What did we learn from the recent Wall Street debacles? What “short squeeze is?” No. That “break-it-down” memes across social media do a terrible job at explaining things? No. That Subreddit’s power supersedes that of institutional traders? Also no. We learned that – you guessed it – Elite Academia & Institutional Education miss the mark on incorporating personal & business finance into our journey to becoming functioning — dare I say THRIVING — young adults.
Although I was fortunate enough to attend a great public high school, graduate from the #1 business school in the world, and receive my MBA from one of the most prestigious universities, none of these credentials actually provided me with even a cursory understanding of financial literacy from a real-life perspective. Is that embarrassing? Yes. Am I the first to admit it? Also yes. I was literally getting straight A’s in my corporate finance courses at 19. I even did so well on my finance assessments in grad school that I managed to ace-out of my classes’ final exams. I had every bit of theoretical expertise, ahead even of my classmates who were interning at Goldman Sachs, and absolutely 0 applicable knowledge of the material I was “learning” in order to practically implement it in my life and career.
Most of what dBu Edu’s Financial Literacy & Leadership Program teaches DOES NOT come from textbooks (hallelujah). Sure, the lesson plans & curriculum are designed by Wharton graduates & are business-school-derived. But the secret-sauce comes from experiences that I and my network of successful executives & entrepreneurs have gone through and witnessed over time. All of this is to say — We cannot replicate experience. But we can accelerate it. We do so with deliberate reinforcement through two of our three touch-point pillars: Mentorship + Hands-On Learning (i.e. internship/apprenticeship). 1:1 Instruction is the other pillar.
It’s mind-blowing that institutional education, even in the “elite-est” echelon of private schooling, has no mandate on rudimentary financial literacy at all. Young adults enter “real-life” completely unversed, devoid of knowing what we don’t know, in a world where personal & business finance fundamentals are essential for any semblance of success & security – for anyone, anywhere, on any educational path, entering any occupation.
My goals with this program specifically are to provide Gen-Z with exposure, relevance, fundamental principles, and most of all, curiosity & tools to learn more about all-things-finance. We encourage actual learning, in a way that supports both academic + career goals, and that also speaks to students’ own personal passions, strengths, & topical interests.

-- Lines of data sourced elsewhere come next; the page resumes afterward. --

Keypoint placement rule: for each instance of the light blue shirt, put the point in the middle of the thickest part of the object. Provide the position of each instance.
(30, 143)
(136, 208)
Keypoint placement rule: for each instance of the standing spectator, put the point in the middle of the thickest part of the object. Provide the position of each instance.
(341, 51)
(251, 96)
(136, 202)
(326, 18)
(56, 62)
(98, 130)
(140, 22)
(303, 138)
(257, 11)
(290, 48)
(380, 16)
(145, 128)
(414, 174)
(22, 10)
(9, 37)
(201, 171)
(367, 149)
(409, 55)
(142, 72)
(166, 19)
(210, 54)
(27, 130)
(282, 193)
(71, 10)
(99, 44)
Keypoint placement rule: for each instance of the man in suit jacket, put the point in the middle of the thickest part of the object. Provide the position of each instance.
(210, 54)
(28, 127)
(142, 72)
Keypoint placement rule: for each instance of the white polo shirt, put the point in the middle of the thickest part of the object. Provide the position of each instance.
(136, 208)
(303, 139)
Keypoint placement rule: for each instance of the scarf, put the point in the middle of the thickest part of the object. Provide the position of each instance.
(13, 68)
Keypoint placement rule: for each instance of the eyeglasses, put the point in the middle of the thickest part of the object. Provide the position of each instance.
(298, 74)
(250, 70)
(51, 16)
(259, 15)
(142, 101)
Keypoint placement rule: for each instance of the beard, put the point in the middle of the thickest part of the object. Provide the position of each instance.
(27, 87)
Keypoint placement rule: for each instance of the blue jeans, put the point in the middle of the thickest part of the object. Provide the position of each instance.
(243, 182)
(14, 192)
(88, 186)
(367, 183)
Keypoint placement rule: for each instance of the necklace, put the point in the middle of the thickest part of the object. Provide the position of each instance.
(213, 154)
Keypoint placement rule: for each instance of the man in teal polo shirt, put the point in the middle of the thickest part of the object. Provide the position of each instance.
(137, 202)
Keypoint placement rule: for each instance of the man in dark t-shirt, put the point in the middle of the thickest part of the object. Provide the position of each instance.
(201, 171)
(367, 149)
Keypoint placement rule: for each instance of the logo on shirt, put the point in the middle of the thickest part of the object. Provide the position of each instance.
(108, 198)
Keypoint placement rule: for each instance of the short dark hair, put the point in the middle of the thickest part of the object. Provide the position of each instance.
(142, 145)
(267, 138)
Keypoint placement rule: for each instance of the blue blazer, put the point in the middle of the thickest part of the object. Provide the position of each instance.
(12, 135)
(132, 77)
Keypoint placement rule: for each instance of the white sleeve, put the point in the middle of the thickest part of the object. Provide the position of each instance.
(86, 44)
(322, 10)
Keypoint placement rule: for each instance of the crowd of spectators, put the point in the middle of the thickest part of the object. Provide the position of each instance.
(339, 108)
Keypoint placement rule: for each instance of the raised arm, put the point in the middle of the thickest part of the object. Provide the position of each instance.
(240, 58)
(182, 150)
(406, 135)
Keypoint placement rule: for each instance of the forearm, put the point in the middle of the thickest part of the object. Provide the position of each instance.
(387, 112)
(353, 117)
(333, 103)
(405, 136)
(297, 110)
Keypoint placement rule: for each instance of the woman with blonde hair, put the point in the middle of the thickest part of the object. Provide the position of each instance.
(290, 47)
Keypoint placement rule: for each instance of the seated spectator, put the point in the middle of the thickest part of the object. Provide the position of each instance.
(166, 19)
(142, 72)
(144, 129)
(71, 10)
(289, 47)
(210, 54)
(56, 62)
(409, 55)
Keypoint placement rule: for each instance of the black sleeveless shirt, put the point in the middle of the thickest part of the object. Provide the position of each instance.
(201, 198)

Every few years, Financial Crises infiltrate the Zeitgeist. Pop culture & Financial Literacy intersect, share a cover on some tabloids, and it becomes trendy to throw around ‘fin-AHNCE’ jargon and brag about your Sharpe Ratio. Then what?
Finance & Investing is not the study of money or markets. It’s the study of how people behave with money. Financial Literacy, then, all starts with mindset (and we have an entire module called MONEY MINDSET for this reason). The goal is to:
- Assess and understand one’s own current state, patterns of thinking, spending, goals etc.
- Elevate ongoing cognizance and self-awareness around Value, behavior, financial health, & planning.
From a Meta-Learning & Emotional Intelligence perspective, I believe strongly in the omnipotence of KNOW THYSELF – everything else follows.
“[Our] secret-sauce comes from experiences that I and my network of executives & entrepreneurs have gone through and witnessed over time.”
Unfortunately, the public’s interest in Financial Literacy wanes as quickly as those arbitrage opportunities. Gen-Z’s access to information, savviness around micro-learning, & habits of consumption lends itself to the possibility of a momentous shift towards a Financial Literate generation. But right now, it’s devolved into more “Robinhood-bro, get-rich-quick” discussions and less “understand fundamentals of Finance, make sound long-game decisions, build generational wealth.” There is a (detrimentally short-lived) difference.
It doesn’t help that the current landscape of financial comprehension is polarized — heavily ‘all or nothing.’ Asking an expert to explain concepts then reading Investopedia all day is feasible. But with that expertise comes a deluge of assumptions about baseline knowledge, disconnect from a beginner’s mind, and lack of the expert’s interest or understanding about contextual application within each student’s industry/topic/career of interest. If we’re talking technical analyses, disengagement is directly proportional to irrelevance. So you’re still left with very few learnings & even less interest to learn more.
And so transpired dBu Edu’s Financial Literacy & Leadership Program’s trifecta model to improve contextual learning (i.e. the practice of applied learning through real-life context – combining conceptual & experiential). Practical knowledge application in topics/careers that spark interest = solution to reduce intimidation, increase transparency, & generate higher engagement. The younger the students enroll to start, the greater their compound interest opportunity. Ultimately, our Success Roadmaps help students to ‘Know Thyself’ through Tangible & Transferable Life Skills. Because we cannot replicate the benefits of experience. But we can accelerate it.